Lately the Wheel of Fortune television game show has been featuring follow-ups with some of their big-money winners. Almost all of them say their winnings were “life-changing.” Some insurance company ads, and their opponents the personal injury lawyers, also describe large settlements as “life-changing.” If this is true, then something may be wrong with their life.
Such events may certainly change the situation of your life. They may make it easier to buy a house or a new car. They may even take someone from homelessness to a permanent home. But those are just situational changes. If they actually change the way you live your life, then you have problems with priorities.
Therefore I say unto you, Take no thought for your life, what ye shall eat, or what ye shall drink; nor yet for your body, what ye shall put on. Is not the life more than meat, and the body than raiment? Behold the fowls of the air: for they sow not, neither do they reap, nor gather into barns; yet your heavenly Father feedeth them. Are ye not much better than they? Which of you by taking thought can add one cubit unto his stature? And why take ye thought for raiment? Consider the lilies of the field, how they grow; they toil not, neither do they spin: And yet I say unto you, That even Solomon in all his glory was not arrayed like one of these. Wherefore, if God so clothe the grass of the field, which to day is, and to morrow is cast into the oven, shall he not much more clothe you, O ye of little faith? (Matt 6:25-30)Jesus says that circumstances are not your life. What you do is not who you are. You may work as a secretary or a mechanic or a burger-flipper, but that is not who you are. You may have fifty pairs of shoes in your closet, or just the ones on your feet; that is not who you are. You may even preach for the largest congregation in the world, but that is not who you are.

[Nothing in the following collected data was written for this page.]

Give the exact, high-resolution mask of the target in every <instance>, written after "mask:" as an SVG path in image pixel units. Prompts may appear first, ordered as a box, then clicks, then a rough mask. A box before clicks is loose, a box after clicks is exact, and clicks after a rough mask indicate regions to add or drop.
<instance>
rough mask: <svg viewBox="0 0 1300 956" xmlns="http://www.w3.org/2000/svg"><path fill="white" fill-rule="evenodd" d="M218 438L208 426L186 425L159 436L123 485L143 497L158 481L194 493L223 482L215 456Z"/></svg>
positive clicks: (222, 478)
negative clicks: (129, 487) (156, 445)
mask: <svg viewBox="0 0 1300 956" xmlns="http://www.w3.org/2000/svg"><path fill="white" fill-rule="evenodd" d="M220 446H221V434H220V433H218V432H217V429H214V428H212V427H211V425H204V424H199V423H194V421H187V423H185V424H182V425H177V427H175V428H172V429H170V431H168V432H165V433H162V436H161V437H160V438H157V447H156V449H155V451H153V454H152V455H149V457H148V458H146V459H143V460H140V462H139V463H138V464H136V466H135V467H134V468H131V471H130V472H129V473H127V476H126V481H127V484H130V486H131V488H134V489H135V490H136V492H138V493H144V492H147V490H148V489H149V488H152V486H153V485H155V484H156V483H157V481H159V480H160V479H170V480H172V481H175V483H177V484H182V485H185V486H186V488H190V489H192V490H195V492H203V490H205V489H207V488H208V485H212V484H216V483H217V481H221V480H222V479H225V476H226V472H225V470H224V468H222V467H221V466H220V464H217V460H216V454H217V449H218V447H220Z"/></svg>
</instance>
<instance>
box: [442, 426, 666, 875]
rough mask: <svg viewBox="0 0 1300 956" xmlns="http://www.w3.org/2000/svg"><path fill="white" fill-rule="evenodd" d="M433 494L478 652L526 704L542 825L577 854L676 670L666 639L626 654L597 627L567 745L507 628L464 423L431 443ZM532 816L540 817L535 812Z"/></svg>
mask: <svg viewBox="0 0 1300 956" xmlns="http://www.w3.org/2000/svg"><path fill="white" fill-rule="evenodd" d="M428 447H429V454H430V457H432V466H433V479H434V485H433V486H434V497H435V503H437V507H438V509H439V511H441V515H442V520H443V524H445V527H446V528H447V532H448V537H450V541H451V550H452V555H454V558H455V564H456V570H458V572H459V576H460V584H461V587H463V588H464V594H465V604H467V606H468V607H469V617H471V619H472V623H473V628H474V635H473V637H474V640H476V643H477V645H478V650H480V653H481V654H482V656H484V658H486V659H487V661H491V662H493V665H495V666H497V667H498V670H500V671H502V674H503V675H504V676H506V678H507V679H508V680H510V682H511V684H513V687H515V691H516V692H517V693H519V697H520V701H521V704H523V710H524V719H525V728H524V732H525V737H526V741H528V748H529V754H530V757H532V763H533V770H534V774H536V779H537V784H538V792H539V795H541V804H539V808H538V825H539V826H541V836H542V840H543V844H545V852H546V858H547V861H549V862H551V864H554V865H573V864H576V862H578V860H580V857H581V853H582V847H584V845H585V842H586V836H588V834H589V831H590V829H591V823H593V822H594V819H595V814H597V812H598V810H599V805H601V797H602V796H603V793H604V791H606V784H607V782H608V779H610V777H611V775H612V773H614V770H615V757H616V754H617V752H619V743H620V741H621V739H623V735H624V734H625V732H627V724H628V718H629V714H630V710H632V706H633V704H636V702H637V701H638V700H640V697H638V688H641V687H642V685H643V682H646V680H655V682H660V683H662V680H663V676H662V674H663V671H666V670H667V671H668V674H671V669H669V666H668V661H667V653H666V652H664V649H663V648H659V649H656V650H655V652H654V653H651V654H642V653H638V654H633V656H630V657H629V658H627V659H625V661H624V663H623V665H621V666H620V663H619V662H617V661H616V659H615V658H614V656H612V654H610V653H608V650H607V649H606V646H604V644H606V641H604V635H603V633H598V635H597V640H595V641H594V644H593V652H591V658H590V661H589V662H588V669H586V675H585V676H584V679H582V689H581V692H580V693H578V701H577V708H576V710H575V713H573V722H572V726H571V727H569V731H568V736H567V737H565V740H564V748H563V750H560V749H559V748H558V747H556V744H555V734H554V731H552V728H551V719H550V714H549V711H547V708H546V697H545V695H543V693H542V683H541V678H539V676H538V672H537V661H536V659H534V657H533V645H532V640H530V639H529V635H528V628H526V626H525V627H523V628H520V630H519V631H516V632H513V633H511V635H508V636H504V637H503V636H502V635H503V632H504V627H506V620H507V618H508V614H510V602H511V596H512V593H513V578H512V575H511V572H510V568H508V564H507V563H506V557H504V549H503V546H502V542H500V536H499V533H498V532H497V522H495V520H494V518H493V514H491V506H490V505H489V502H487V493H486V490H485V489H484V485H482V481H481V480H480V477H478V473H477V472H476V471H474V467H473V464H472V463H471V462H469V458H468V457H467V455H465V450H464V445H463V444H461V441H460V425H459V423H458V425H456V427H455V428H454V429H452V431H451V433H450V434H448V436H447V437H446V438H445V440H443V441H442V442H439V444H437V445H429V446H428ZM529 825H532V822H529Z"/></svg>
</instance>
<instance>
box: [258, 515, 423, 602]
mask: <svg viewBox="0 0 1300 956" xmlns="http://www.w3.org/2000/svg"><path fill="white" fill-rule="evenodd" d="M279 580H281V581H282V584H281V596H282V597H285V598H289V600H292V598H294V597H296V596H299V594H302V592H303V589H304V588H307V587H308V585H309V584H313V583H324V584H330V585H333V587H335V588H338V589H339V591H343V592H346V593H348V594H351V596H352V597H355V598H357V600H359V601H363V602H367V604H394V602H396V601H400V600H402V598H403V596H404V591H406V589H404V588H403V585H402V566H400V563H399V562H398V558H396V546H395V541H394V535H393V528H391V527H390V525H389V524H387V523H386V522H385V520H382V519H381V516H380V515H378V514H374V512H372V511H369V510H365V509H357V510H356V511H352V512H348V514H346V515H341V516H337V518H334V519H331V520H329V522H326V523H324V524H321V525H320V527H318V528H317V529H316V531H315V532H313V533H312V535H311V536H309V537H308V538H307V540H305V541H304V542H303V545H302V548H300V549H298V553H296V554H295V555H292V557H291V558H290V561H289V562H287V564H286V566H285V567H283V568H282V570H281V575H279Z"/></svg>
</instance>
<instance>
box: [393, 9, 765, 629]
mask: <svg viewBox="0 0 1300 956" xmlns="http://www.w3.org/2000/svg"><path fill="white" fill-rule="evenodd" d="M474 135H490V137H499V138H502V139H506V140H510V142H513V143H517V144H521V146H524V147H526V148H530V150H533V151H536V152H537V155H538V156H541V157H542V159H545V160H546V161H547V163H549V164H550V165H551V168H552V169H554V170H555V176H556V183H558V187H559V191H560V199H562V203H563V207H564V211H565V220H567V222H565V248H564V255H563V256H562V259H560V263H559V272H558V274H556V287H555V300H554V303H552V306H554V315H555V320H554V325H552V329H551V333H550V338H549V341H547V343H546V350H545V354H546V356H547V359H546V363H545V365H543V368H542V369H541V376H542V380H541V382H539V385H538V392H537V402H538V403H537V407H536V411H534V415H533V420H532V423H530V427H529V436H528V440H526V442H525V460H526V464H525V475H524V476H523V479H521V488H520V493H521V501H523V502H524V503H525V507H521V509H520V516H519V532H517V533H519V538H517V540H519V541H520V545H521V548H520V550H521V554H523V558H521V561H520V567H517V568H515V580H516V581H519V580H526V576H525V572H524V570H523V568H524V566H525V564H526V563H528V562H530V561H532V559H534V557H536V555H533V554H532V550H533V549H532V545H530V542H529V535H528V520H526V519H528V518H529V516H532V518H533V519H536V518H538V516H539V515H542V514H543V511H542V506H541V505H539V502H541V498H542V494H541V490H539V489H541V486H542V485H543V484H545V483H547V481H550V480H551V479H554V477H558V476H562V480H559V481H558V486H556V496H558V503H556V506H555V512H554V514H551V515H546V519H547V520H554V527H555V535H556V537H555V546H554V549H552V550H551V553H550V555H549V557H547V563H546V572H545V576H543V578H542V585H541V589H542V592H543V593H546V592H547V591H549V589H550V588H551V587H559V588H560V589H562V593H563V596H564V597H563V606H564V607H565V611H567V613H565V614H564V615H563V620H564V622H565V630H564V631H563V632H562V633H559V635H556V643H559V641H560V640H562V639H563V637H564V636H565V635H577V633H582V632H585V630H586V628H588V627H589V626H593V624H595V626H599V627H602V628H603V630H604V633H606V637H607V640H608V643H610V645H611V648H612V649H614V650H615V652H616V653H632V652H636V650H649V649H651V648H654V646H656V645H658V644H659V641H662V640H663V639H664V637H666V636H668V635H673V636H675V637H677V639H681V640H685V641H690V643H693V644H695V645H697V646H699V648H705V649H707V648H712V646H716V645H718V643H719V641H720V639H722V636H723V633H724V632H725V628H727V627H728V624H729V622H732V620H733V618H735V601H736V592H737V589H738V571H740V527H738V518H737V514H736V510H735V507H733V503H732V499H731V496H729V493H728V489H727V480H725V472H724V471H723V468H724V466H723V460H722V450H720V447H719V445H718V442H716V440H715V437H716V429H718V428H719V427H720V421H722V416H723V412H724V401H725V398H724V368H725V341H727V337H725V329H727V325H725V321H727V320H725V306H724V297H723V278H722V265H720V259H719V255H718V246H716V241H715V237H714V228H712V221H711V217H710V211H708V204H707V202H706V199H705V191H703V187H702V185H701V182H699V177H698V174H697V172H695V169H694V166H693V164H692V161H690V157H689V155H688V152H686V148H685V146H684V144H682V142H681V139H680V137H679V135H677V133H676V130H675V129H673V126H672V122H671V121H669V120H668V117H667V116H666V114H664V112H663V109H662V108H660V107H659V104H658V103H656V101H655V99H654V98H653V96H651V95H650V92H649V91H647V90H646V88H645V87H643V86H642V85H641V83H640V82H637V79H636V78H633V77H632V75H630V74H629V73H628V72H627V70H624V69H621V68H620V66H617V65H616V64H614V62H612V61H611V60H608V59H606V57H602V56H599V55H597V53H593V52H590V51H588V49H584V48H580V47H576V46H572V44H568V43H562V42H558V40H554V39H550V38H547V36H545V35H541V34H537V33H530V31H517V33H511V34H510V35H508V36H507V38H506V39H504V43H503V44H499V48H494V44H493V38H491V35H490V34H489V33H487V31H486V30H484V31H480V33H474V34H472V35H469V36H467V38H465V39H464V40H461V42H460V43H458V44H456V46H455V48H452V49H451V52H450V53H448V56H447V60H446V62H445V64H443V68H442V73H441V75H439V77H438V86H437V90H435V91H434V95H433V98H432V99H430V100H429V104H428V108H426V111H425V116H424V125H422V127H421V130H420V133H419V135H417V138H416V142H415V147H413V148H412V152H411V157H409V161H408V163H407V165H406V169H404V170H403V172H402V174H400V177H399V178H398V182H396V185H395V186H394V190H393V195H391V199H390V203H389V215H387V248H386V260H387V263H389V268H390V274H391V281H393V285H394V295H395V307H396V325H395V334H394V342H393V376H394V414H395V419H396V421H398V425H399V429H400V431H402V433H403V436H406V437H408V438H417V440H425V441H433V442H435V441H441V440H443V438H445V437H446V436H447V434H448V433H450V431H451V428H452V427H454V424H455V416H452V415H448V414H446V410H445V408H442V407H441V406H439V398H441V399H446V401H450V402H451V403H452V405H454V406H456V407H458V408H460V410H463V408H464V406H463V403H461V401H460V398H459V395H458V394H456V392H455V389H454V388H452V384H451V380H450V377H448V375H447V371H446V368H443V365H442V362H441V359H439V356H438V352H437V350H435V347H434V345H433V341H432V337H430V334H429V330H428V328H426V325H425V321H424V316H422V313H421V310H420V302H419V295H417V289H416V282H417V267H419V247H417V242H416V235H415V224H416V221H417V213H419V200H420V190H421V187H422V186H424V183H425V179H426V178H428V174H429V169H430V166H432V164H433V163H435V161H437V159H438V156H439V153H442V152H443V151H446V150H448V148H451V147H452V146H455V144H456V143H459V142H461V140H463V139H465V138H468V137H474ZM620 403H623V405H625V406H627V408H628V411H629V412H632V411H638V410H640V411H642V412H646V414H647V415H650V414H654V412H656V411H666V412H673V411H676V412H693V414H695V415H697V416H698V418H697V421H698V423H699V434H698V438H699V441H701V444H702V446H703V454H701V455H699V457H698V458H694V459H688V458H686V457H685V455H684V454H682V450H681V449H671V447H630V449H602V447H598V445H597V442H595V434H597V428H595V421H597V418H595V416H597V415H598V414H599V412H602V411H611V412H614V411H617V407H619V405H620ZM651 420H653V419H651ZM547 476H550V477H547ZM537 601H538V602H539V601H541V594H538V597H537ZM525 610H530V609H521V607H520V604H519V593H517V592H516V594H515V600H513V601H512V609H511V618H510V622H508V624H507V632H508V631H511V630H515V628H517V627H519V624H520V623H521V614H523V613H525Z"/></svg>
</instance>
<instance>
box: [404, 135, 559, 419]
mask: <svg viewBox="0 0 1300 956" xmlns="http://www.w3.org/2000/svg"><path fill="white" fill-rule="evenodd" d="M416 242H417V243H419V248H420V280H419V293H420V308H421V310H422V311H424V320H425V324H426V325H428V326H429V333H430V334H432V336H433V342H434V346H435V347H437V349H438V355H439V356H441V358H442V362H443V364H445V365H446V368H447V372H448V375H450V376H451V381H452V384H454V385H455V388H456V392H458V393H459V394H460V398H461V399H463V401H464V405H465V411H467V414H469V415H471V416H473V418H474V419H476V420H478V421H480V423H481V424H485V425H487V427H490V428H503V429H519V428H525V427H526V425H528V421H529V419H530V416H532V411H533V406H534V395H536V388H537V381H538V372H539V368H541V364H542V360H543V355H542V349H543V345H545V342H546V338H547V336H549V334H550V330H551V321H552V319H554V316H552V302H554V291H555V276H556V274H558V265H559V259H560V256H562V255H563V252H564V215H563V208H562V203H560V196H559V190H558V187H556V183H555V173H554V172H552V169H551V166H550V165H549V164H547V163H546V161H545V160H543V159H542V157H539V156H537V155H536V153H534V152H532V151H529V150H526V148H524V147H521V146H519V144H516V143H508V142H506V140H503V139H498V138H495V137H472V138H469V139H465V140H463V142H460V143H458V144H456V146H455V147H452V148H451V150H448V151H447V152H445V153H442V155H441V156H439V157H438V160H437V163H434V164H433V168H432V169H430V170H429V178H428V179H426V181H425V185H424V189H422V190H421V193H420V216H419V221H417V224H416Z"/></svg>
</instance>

What do you do with the much or little you have? How do you treat people? How do you treat family? That is who you are.
Paul believed that changing your circumstances would not change who you are. If you got rich and used your money for selfish or evil things, then you remain selfish and evil. This is essentially what he told the Galatians.
Be not deceived; God is not mocked: for whatsoever a man soweth, that shall he also reap. For he that soweth to his flesh shall of the flesh reap corruption; but he that soweth to the Spirit shall of the Spirit reap life everlasting. And let us not be weary in well doing: for in due season we shall reap, if we faint not. As we have therefore opportunity, let us do good unto all men, especially unto them who are of the household of faith. (Gal 6:7-10)What, then, is truly life-changing? Only obediently trusting Christ changes lives. All have been enslaved by sin. Our lives have been defined by sin. We have been sinners. It was not just what we do, but who we are.
Know ye not that the unrighteous shall not inherit the kingdom of God? Be not deceived: neither fornicators, nor idolaters, nor adulterers, nor effeminate, nor homosexuals, Nor thieves, nor covetous, nor drunkards, nor revilers, nor extortioners, shall inherit the kingdom of God. And such were some of you: but ye are washed, but ye are sanctified, but ye are justified in the name of the Lord Jesus, and by the Spirit of our God. (1 Cor 6:9-11)You were that kind of person. You are not now, because you have been sanctified. If you were that way but are not now, what made the difference? You were born, or can be born, into a new life. Romans 6 describes the process. It is the same as physical death, but on a higher level. One dies to the old life of sin, one is buried by immersion in water, one is resurrected a new life.
Therefore we are buried with him by baptism into death: that like as Christ was raised up from the dead by the glory of the Father, even so we also should walk in newness of life. (Rom 6:4)Money is never life-changing; it can only be circumstance-changing. Christ is the real life-changer.